Published on 08 July 2020

Response to The Advertiser.

  • I’m going to write a story today going over some of the main points in there [Budget/ABP]. I know people will be concerned with the debt, so could you please provide a response on the projected debt and why it’s essential to have the debt to be able to deliver services, etc.

Comments attributed to Anthony Spartalis, Chief Financial Officer

Our debt level at 30 June 2021 is forecast to be $117.5m, which is 86.9% of our annual rates income for 2020-21. In layperson’s terms, this can be likened to a household earning $100,000 a year, and having an $86,900 mortgage.

A growing and expanding city requires critical and new infrastructure to meet the needs of a growing population and we use debt to fund this expansion.

Primarily we can fund infrastructure through increasing rates or debt. Increasing rates increases the burden on the current community, even though the benefit of infrastructure will be derived over the life of the infrastructure (typically decades).

Using debt to fund infrastructure allows us to spread this burden over current and future communities – those that will ultimately benefit from the use of the infrastructure. This is a much more equitable way to spread the cost of infrastructure provision, and it’s what we refer to as “generational equity”, a principle we adopt to rate fairly.


What was the projected debt for 2019/2020 and what is that debt at present?

The 2019/20 Annual Business Plan projected debt levels at 30 June 2020 at $114.2m. At Budget Review 3, debt was forecast to be $95.5m as at 30 June 2020.

Why is debt lower than expected?

The reduction in year-end debt has resulted from a range of impacts including deferral of project expenditure, once-off savings across the organisation and an increase in some revenue items.

What is the City of Onkaparinga’s position on debt?

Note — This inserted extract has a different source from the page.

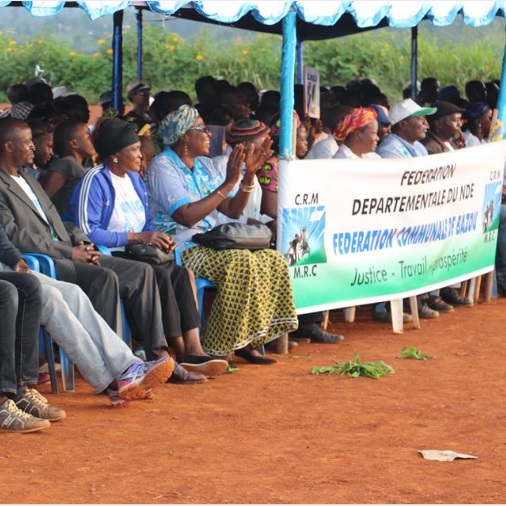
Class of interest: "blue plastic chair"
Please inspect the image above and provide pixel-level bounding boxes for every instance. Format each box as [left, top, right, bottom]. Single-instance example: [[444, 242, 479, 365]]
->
[[24, 255, 58, 394], [96, 245, 132, 348], [23, 253, 75, 393]]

In the coming weeks and months, we will begin re-constructing the long term financial plan, from the bottom up, based on the objectives expressed by our current Elected Members, and taking into account community feedback received directly by Elected Members, or through Council’s current budget engagement processes. Both the council administration and our elected members agree that we must establish a debt limit as part of our Long Term Financial Plan. A revised policy will be established to support this, and strategies and initiatives will be introduced to minimise and reduce debt over the 10-year Long Term Financial Plan period. This will include ongoing review of our capital and renewal works programs, incorporating savings as they are identified, while allowing for known and anticipated pressures, and targeting an operating surplus over time.

What is the impact of operating under a debt limit?

Once an agreed debt limit has been established, we will modify our budgets, capital works plan and Long Term Financial Plan to ensure we operate within that agreed limit.

As a council we must deliver the projects and services required to meet the current and future needs of our rapidly growing city. If we are operating under a debt limit, some future projects may be delayed or only proceed if we receive external funding.

A debt limit may also impact asset service levels and the pace at which we can renew our assets across the city as part of our ongoing capital works program.